If a function from $\mathbb{R}$ to $\mathbb{R}$ is periodic with any $P\in\mathbb{R}$, is it necessarily constant?

Question

Suppose I've been given a function $f:\mathbb{R}\rightarrow\mathbb{R}$ with the property that for all $x,P\in\mathbb{R}$, $f(x+P)=f(x)$. Does it follow that $f$ is a constant function?

I've been trying to come up with a counterexample to this claim for a few minutes, but have had no success.

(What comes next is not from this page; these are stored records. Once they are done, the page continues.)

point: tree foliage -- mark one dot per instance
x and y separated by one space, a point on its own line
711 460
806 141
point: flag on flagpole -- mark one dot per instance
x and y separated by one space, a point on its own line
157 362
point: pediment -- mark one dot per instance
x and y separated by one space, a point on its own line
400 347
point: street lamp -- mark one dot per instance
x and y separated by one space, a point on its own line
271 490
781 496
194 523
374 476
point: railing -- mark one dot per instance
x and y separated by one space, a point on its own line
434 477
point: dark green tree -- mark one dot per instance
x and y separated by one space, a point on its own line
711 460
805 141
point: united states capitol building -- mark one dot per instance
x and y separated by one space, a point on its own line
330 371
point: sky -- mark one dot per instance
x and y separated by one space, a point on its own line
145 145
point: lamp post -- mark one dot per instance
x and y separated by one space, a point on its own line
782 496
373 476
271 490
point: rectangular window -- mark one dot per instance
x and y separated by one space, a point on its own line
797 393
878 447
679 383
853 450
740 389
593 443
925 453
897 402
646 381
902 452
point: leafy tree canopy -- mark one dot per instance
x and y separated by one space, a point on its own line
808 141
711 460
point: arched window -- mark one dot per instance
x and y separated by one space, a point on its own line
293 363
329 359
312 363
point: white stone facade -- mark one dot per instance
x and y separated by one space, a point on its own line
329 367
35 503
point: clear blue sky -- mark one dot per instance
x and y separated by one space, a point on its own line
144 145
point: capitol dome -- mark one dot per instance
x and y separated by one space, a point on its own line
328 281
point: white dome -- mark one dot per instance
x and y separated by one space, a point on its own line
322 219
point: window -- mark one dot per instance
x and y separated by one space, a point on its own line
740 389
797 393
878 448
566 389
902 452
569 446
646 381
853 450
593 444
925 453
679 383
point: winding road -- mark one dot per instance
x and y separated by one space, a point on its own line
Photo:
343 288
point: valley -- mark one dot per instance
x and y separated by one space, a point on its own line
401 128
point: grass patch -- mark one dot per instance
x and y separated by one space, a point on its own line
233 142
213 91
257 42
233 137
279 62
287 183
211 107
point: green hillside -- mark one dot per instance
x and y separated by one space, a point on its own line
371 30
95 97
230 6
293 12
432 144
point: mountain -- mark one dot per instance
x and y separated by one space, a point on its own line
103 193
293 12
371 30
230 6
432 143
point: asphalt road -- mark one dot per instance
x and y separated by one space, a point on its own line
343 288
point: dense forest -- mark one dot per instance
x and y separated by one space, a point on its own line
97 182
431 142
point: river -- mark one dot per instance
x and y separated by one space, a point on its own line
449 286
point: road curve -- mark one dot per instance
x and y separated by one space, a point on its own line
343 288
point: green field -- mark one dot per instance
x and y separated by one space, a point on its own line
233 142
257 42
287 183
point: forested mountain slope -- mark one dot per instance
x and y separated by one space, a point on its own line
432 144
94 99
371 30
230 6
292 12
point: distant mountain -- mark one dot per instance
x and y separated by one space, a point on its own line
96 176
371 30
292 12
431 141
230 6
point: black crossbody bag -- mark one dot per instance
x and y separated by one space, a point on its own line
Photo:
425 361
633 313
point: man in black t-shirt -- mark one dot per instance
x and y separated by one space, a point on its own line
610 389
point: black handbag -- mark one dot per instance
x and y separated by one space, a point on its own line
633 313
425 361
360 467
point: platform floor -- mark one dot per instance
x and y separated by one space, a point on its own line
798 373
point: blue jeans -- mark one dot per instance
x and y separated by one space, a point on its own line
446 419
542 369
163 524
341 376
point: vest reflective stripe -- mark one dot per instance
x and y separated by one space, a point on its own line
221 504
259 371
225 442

Intuitively, it seems like the answer should be yes because fixing an arbitrary $x$ and letting $P$ vary in $\mathbb{R}$ should make the quantity $x+P$ sweep through all possible real numbers, so then the statement $f(x+P)=f(x)$ would boil down to $f(x_0)=f(x)$ (here, $x_0$ is any real number), which I think is only satisfied when $f$ is constant.

I'd appreciate a rigorous proof of the truth or falsity of this claim.

Answer 1

$$f(y)=f(x+(y-x))=f(x)$$ So with $P=y-x$ we obtain thę thesis.

Answer 2

Yes it is constant. $$f(x)=f(0+x)=f(0)$$ for any $x\in\mathbb R$, using $P=x$.